Les horloges atomiques ne font que mesurer une moyenne. Au cœur du dispositif, les quelques dizaines ou centaines d’atomes sont comme autant de petites horloges indépendantes qui n’oscillent pas en même temps. «C’est comme jouer à pile ou face quelques centaines de fois par seconde, explique Simone Colombo. Avec autant de tirages, la moyenne sera pratiquement à 50% de up et de down. Mais parce qu’il s’agit quand même d’une moyenne, il restera toujours une incertitude.»

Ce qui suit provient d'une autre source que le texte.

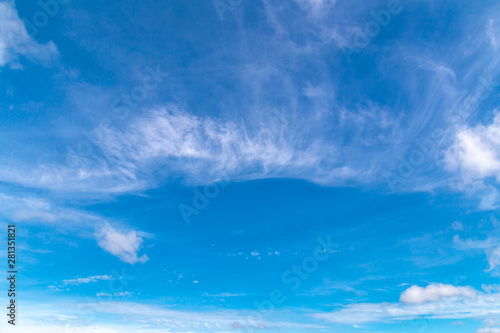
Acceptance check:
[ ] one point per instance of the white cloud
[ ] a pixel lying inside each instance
(15, 41)
(476, 151)
(434, 292)
(159, 319)
(118, 294)
(475, 156)
(458, 307)
(489, 330)
(89, 279)
(124, 245)
(491, 246)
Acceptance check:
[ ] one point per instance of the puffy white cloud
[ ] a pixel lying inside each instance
(89, 279)
(491, 246)
(15, 41)
(489, 330)
(124, 245)
(434, 292)
(475, 156)
(461, 306)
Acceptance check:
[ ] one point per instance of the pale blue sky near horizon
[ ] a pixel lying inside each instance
(246, 166)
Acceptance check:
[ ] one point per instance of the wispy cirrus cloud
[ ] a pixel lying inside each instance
(90, 279)
(437, 301)
(15, 41)
(123, 244)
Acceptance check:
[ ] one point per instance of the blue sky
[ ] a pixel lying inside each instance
(246, 166)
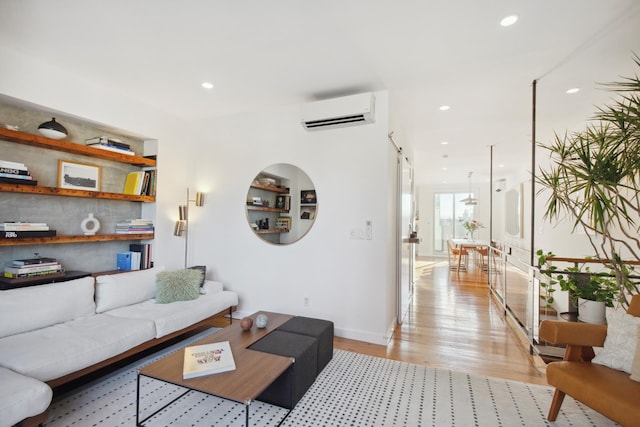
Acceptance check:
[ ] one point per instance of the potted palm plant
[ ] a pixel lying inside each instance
(593, 178)
(590, 292)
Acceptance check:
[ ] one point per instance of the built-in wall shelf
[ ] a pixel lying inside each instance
(53, 240)
(54, 191)
(271, 231)
(71, 147)
(270, 188)
(265, 209)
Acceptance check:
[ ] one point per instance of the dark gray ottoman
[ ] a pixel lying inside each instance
(289, 388)
(322, 330)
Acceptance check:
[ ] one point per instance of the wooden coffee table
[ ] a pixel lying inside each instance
(254, 372)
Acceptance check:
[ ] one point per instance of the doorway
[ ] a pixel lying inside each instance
(449, 213)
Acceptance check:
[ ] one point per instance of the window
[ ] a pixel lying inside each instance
(449, 215)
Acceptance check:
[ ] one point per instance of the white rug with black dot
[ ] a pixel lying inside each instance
(353, 390)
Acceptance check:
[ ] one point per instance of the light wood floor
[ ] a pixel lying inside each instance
(453, 323)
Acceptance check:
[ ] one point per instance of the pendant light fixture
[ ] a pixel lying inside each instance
(470, 200)
(52, 129)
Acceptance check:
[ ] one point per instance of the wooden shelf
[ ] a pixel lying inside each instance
(53, 240)
(271, 231)
(270, 188)
(52, 191)
(265, 209)
(72, 147)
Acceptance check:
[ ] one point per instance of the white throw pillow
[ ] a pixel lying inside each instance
(620, 344)
(119, 290)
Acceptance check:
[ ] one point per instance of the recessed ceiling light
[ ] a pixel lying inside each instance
(508, 21)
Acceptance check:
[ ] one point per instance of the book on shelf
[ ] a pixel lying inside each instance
(20, 280)
(37, 268)
(106, 140)
(18, 181)
(133, 183)
(23, 226)
(16, 176)
(33, 261)
(25, 234)
(128, 261)
(207, 359)
(135, 226)
(13, 171)
(114, 148)
(10, 275)
(12, 165)
(144, 249)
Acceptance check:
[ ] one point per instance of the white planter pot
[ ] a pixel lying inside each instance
(591, 311)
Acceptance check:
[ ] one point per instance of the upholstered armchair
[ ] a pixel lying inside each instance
(609, 391)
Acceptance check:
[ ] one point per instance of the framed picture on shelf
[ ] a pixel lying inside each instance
(308, 197)
(307, 212)
(78, 176)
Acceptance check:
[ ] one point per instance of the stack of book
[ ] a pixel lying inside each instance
(110, 144)
(141, 183)
(144, 249)
(21, 230)
(128, 261)
(15, 173)
(135, 226)
(33, 268)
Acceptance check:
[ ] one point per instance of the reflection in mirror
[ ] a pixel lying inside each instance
(281, 204)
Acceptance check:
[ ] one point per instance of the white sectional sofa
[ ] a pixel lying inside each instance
(52, 334)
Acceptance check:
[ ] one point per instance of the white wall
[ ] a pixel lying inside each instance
(345, 280)
(348, 281)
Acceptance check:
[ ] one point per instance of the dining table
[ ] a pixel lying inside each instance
(468, 244)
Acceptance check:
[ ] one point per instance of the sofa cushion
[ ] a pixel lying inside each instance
(60, 349)
(27, 309)
(635, 365)
(179, 285)
(21, 397)
(122, 289)
(172, 317)
(202, 268)
(620, 343)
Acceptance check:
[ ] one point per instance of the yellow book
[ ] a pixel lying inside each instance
(132, 184)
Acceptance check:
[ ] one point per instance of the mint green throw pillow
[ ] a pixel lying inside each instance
(179, 285)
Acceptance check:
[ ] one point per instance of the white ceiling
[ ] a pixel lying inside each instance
(425, 52)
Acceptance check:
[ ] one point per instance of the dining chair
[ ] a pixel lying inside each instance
(454, 254)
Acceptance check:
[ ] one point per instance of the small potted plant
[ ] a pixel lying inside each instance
(471, 227)
(590, 292)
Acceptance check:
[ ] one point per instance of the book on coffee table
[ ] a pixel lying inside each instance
(207, 359)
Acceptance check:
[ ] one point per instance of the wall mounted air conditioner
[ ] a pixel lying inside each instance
(351, 110)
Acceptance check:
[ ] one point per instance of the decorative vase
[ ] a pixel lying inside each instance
(591, 311)
(90, 225)
(261, 321)
(246, 323)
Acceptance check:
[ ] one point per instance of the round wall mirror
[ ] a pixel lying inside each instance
(281, 204)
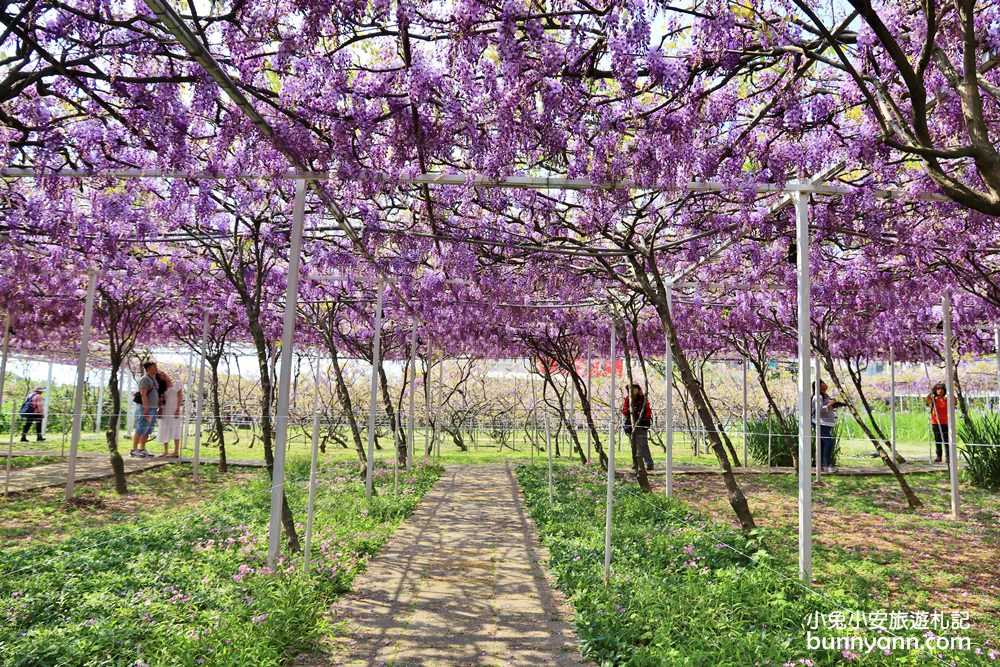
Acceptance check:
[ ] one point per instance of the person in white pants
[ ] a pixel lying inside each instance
(170, 417)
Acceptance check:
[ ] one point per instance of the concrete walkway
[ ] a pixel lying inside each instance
(462, 582)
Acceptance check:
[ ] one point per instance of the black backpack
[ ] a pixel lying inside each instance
(161, 387)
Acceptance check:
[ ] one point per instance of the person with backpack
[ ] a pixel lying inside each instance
(33, 412)
(637, 410)
(147, 410)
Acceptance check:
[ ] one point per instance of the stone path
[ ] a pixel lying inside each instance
(87, 468)
(461, 582)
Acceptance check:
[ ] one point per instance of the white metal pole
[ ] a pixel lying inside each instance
(48, 400)
(3, 378)
(186, 421)
(311, 506)
(3, 361)
(199, 409)
(611, 467)
(746, 463)
(81, 380)
(428, 442)
(819, 427)
(949, 369)
(101, 381)
(668, 403)
(996, 342)
(413, 385)
(805, 345)
(590, 350)
(373, 398)
(437, 408)
(892, 401)
(129, 412)
(285, 373)
(548, 446)
(534, 421)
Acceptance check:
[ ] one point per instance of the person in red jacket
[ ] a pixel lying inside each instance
(937, 401)
(636, 409)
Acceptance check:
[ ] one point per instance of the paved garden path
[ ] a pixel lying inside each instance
(461, 582)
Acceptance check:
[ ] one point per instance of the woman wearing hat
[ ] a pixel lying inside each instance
(33, 411)
(937, 401)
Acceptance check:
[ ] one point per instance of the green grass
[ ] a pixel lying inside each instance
(21, 462)
(193, 587)
(42, 517)
(679, 596)
(912, 442)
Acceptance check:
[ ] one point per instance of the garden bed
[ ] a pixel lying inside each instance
(692, 590)
(193, 587)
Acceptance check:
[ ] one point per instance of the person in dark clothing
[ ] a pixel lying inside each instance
(33, 412)
(636, 409)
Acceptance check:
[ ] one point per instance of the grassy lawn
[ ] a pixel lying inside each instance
(241, 444)
(679, 595)
(41, 516)
(183, 579)
(864, 532)
(21, 462)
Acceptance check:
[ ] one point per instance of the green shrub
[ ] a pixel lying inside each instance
(768, 427)
(685, 590)
(982, 464)
(196, 589)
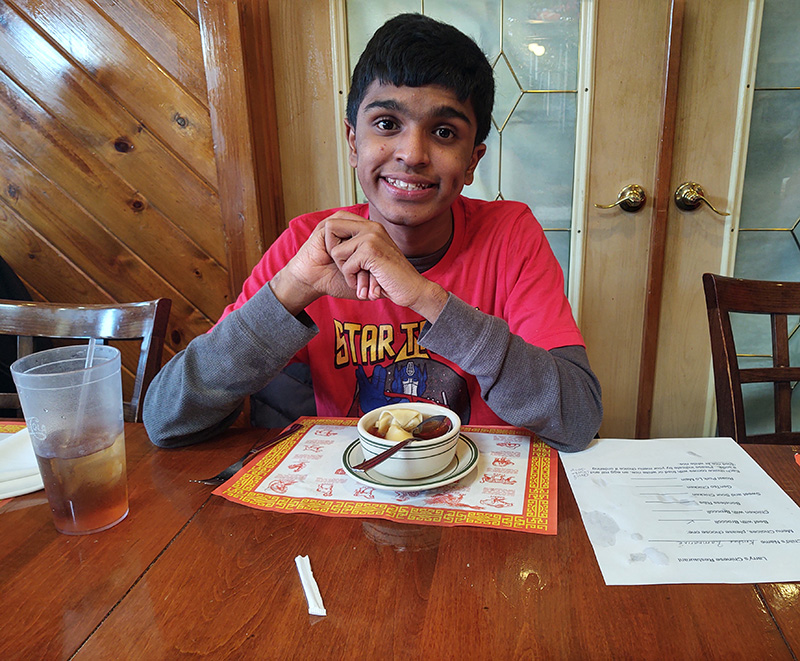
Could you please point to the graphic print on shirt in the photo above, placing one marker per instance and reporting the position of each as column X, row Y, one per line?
column 391, row 368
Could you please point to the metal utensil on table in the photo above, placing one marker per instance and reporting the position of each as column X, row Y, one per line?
column 437, row 425
column 235, row 467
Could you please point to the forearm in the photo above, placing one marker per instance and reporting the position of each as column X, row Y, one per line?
column 552, row 393
column 199, row 392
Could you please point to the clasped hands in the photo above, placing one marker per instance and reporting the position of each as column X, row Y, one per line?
column 347, row 256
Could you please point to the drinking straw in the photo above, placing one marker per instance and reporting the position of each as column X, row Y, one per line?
column 90, row 353
column 82, row 401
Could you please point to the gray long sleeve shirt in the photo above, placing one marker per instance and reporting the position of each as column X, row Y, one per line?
column 201, row 390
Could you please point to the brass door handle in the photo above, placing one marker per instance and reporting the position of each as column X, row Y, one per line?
column 631, row 199
column 689, row 195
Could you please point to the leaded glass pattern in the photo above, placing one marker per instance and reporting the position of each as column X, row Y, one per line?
column 533, row 46
column 768, row 241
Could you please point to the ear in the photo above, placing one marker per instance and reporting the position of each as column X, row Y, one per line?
column 477, row 155
column 351, row 143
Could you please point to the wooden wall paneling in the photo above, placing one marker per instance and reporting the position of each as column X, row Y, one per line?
column 168, row 34
column 190, row 7
column 304, row 91
column 121, row 140
column 131, row 76
column 220, row 29
column 87, row 244
column 260, row 80
column 122, row 210
column 37, row 260
column 37, row 257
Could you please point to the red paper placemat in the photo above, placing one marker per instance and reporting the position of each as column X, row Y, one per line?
column 513, row 487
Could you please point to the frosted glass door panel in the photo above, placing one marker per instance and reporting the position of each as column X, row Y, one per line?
column 534, row 52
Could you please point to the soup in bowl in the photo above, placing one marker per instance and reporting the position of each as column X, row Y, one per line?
column 381, row 428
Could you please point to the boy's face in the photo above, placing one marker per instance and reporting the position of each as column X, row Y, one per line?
column 414, row 150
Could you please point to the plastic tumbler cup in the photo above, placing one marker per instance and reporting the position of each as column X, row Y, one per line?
column 74, row 418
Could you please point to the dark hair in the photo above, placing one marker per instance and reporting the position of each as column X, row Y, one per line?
column 413, row 50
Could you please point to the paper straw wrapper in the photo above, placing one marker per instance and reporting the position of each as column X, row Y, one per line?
column 313, row 597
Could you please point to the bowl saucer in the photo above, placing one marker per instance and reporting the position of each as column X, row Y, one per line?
column 464, row 461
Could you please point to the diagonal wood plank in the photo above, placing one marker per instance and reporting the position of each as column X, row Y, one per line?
column 89, row 246
column 40, row 258
column 120, row 208
column 168, row 34
column 105, row 127
column 122, row 68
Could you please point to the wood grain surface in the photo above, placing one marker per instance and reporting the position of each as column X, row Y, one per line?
column 193, row 574
column 115, row 183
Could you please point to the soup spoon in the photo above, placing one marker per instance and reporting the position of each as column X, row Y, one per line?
column 436, row 425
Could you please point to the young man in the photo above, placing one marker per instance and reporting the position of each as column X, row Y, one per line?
column 421, row 294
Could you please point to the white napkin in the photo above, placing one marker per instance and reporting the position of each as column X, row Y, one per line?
column 313, row 597
column 19, row 470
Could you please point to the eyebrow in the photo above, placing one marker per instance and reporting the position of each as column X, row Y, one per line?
column 443, row 111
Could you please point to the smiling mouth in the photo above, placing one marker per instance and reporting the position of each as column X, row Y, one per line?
column 405, row 185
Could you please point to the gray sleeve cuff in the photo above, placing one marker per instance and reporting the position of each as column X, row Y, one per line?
column 197, row 393
column 475, row 341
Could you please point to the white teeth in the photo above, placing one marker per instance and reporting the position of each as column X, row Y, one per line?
column 404, row 185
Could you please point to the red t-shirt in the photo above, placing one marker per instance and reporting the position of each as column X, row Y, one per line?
column 366, row 353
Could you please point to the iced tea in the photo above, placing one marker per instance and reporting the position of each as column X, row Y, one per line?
column 88, row 493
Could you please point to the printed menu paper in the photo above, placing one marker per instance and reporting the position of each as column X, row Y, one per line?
column 513, row 486
column 688, row 510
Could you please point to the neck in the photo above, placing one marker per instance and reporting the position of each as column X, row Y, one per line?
column 421, row 240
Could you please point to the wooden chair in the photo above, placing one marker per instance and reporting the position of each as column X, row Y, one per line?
column 776, row 299
column 145, row 322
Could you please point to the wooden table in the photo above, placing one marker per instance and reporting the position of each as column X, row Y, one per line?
column 191, row 574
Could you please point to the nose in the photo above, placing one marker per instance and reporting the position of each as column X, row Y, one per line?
column 412, row 148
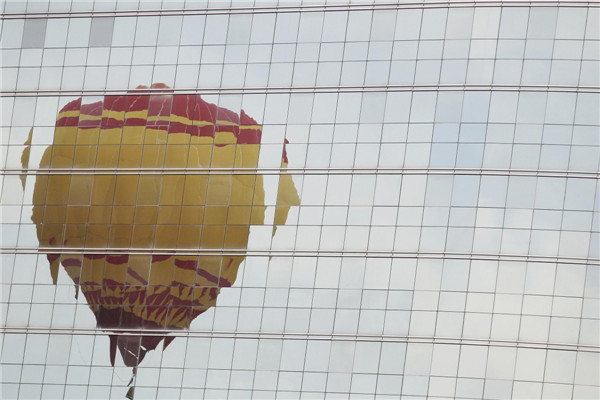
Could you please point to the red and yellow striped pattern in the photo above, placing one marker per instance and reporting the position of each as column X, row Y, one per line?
column 151, row 130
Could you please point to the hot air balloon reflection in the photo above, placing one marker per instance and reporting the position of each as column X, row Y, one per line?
column 92, row 210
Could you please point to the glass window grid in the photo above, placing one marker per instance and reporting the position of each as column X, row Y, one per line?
column 462, row 383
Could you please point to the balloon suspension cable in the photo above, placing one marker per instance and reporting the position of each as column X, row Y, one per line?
column 131, row 385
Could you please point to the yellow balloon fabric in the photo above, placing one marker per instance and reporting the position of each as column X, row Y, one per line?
column 175, row 211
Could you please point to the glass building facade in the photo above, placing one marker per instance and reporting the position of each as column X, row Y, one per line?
column 296, row 199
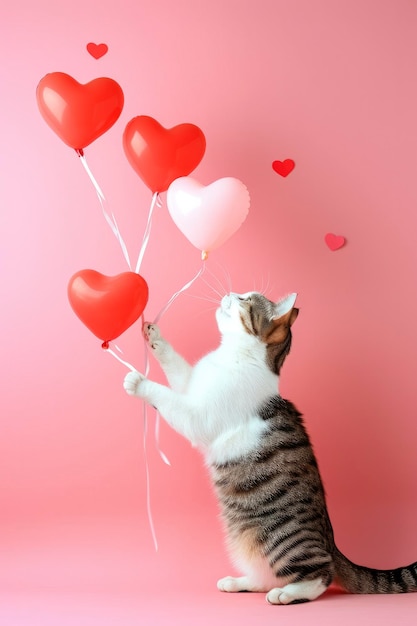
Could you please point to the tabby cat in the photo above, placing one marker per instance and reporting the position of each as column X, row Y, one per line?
column 259, row 455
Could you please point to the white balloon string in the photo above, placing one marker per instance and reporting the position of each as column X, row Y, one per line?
column 179, row 292
column 147, row 233
column 148, row 478
column 145, row 451
column 116, row 356
column 110, row 218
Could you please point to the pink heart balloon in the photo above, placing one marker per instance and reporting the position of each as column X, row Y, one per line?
column 209, row 215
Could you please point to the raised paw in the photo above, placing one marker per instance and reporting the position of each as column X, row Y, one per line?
column 132, row 383
column 152, row 334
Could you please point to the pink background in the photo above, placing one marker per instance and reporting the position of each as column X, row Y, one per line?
column 328, row 84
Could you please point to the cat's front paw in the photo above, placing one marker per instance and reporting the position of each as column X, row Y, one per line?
column 152, row 335
column 132, row 383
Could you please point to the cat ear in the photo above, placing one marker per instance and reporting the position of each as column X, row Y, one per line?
column 284, row 317
column 284, row 306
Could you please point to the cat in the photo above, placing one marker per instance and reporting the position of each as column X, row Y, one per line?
column 259, row 455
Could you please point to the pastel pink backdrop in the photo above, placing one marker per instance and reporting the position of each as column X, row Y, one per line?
column 328, row 84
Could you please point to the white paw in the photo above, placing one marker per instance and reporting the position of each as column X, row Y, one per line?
column 152, row 335
column 278, row 596
column 132, row 383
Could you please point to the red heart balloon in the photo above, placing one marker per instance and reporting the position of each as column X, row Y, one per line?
column 107, row 305
column 283, row 168
column 79, row 113
column 161, row 155
column 97, row 50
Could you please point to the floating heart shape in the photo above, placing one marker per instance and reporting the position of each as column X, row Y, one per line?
column 160, row 155
column 334, row 242
column 107, row 305
column 79, row 113
column 97, row 50
column 283, row 168
column 208, row 216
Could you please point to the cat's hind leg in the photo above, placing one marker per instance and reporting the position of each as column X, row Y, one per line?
column 231, row 584
column 295, row 593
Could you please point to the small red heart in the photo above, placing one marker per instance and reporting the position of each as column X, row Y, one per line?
column 97, row 50
column 283, row 168
column 334, row 242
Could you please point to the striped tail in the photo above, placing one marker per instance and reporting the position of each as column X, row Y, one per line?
column 359, row 579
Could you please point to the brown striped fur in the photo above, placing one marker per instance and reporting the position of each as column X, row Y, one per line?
column 273, row 501
column 260, row 456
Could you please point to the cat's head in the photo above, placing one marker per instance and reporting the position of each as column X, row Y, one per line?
column 252, row 314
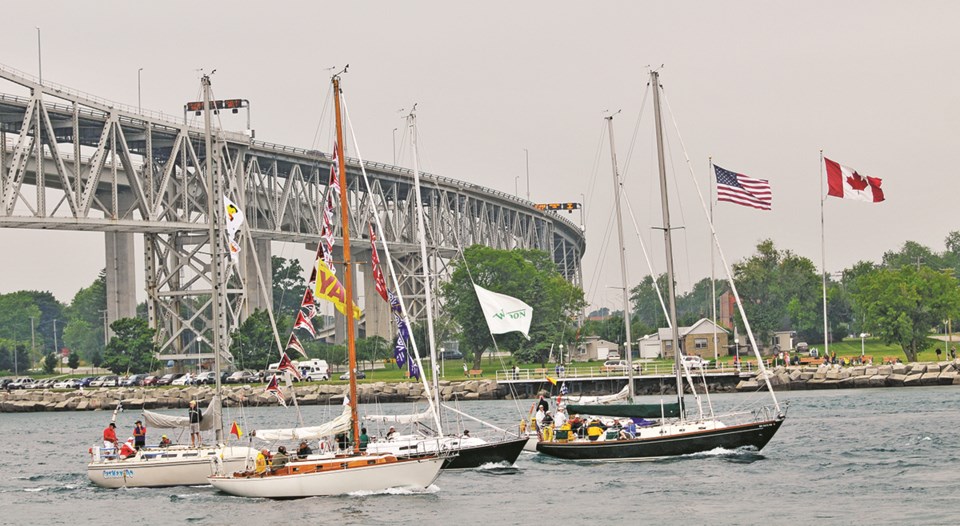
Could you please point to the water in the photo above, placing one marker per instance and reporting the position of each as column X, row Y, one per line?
column 877, row 456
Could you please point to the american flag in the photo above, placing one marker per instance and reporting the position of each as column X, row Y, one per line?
column 743, row 190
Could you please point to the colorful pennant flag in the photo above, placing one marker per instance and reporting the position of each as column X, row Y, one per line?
column 329, row 288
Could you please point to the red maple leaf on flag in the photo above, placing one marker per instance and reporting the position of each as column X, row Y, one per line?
column 857, row 182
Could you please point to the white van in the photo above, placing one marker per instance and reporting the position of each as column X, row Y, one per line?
column 309, row 369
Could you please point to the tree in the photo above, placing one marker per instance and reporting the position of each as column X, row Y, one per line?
column 253, row 344
column 529, row 275
column 133, row 347
column 902, row 305
column 779, row 290
column 50, row 363
column 288, row 285
column 73, row 361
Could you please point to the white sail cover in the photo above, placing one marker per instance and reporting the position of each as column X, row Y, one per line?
column 211, row 417
column 400, row 419
column 604, row 399
column 340, row 424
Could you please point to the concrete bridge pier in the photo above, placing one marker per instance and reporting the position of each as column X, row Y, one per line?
column 120, row 276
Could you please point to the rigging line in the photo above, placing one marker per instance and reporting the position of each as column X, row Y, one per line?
column 726, row 267
column 391, row 271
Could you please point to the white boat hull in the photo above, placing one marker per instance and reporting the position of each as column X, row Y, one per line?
column 413, row 474
column 176, row 466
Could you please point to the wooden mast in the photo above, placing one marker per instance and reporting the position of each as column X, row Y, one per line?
column 347, row 269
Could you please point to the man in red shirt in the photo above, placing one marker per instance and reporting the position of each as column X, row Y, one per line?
column 110, row 436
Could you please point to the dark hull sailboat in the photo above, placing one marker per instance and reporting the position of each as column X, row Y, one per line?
column 753, row 435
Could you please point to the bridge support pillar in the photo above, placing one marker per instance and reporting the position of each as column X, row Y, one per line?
column 120, row 276
column 255, row 295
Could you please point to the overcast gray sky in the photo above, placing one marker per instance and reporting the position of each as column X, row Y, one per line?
column 761, row 86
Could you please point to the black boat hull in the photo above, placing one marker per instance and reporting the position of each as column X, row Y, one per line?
column 755, row 434
column 494, row 452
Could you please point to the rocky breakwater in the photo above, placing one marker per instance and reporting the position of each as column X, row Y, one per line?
column 106, row 398
column 787, row 378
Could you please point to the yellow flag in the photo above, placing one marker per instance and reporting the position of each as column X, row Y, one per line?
column 329, row 288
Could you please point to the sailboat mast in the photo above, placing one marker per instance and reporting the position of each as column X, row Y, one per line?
column 422, row 234
column 667, row 234
column 213, row 200
column 347, row 270
column 623, row 261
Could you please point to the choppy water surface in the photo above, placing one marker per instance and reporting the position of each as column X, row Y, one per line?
column 878, row 456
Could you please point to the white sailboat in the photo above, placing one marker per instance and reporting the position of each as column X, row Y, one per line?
column 470, row 451
column 343, row 473
column 688, row 432
column 180, row 464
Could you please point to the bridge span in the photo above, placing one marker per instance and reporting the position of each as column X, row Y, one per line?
column 75, row 162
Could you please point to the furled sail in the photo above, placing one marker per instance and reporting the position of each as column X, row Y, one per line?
column 340, row 424
column 210, row 418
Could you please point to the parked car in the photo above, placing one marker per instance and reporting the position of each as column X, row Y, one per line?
column 109, row 380
column 133, row 380
column 168, row 378
column 360, row 376
column 614, row 366
column 186, row 379
column 241, row 377
column 69, row 383
column 24, row 382
column 692, row 361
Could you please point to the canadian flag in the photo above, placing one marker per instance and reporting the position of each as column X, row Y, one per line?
column 846, row 183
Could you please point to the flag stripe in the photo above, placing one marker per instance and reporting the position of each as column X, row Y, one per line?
column 742, row 190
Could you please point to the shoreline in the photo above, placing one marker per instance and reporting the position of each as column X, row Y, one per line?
column 782, row 378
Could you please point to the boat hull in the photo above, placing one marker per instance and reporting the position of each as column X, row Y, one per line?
column 158, row 468
column 754, row 434
column 406, row 473
column 506, row 451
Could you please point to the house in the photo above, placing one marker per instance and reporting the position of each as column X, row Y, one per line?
column 694, row 340
column 594, row 348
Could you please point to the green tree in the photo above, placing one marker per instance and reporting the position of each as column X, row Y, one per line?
column 902, row 305
column 779, row 290
column 529, row 275
column 133, row 347
column 73, row 361
column 288, row 286
column 50, row 363
column 253, row 344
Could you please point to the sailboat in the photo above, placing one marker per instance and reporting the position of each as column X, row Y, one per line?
column 677, row 431
column 343, row 473
column 470, row 451
column 178, row 465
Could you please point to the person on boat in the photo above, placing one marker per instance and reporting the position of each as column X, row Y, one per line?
column 110, row 436
column 280, row 459
column 364, row 439
column 595, row 429
column 260, row 465
column 139, row 435
column 195, row 417
column 127, row 450
column 304, row 450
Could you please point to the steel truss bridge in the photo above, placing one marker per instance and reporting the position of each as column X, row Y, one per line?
column 74, row 162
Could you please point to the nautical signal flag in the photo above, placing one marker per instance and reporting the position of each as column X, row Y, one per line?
column 742, row 190
column 844, row 182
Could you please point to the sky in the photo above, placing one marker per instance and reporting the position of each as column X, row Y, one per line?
column 761, row 86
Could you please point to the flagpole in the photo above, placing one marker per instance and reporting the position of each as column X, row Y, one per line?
column 823, row 265
column 713, row 281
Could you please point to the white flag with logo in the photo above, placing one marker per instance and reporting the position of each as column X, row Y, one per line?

C’est ici que l’intrication quantique entre en jeu. Dans l’horloge atomique conçue par Simone Colombo et son équipe, les atomes d’ytterbium sont intriqués artificiellement, selon une procédure complexe appelée «spin squeezing». Ils oscillent donc en même temps, comme des centaines de pendules au tic-tac synchronisé. L’intrication n’est pas encore parfaite, mais l’incertitude est pratiquement éliminée.

Au-delà de la mesure du temps Ce procédé permet un impressionnant gain de précision. L’horloge au césium standard dérive d’une seconde tous les 150 millions d’années; l’horloge optique dévie d’une seconde tous les 15 milliards d’années, plus que l’âge de l’Univers. Avec l’intrication quantique, ce chiffre pourrait atteindre les 15 billions d’années – l’actuel prototype du groupe de Colombo atteint déjà les 150 milliards d’années!

Ces gains de précision peuvent sembler dérisoires, mais ils ouvrent de nombreuses possibilités. En astrophysique, l’horloge intriquée permettrait de détecter beaucoup plus facilement les ondes gravitationnelles, et donc de débusquer plus de phénomènes dans notre Univers; la géolocalisation par satellite, de type GPS, pourrait atteindre une précision de l’ordre du centimètre, voire du millimètre; les horloges intriquées permettraient même de cartographier les entrailles de notre planète en mesurant d’infimes variations locales de l’écoulement du temps.

L’intrication quantique reste cependant fragile et techniquement complexe à réaliser, explique Jun Ye, physicien au National Institute of Standards and Technology, institution gardienne des unités de mesure aux Etats-Unis. Selon cet expert en horloges optiques, qui n’a pas participé au projet, ces travaux démontrent la faisabilité de l’approche en principe: «Notre groupe se tient activement informé de ces avancées, et nous sommes en train d’incorporer l’intrication dans une horloge optique de dernière génération.»

Lionel Pousaz est journaliste scientifique à Boston.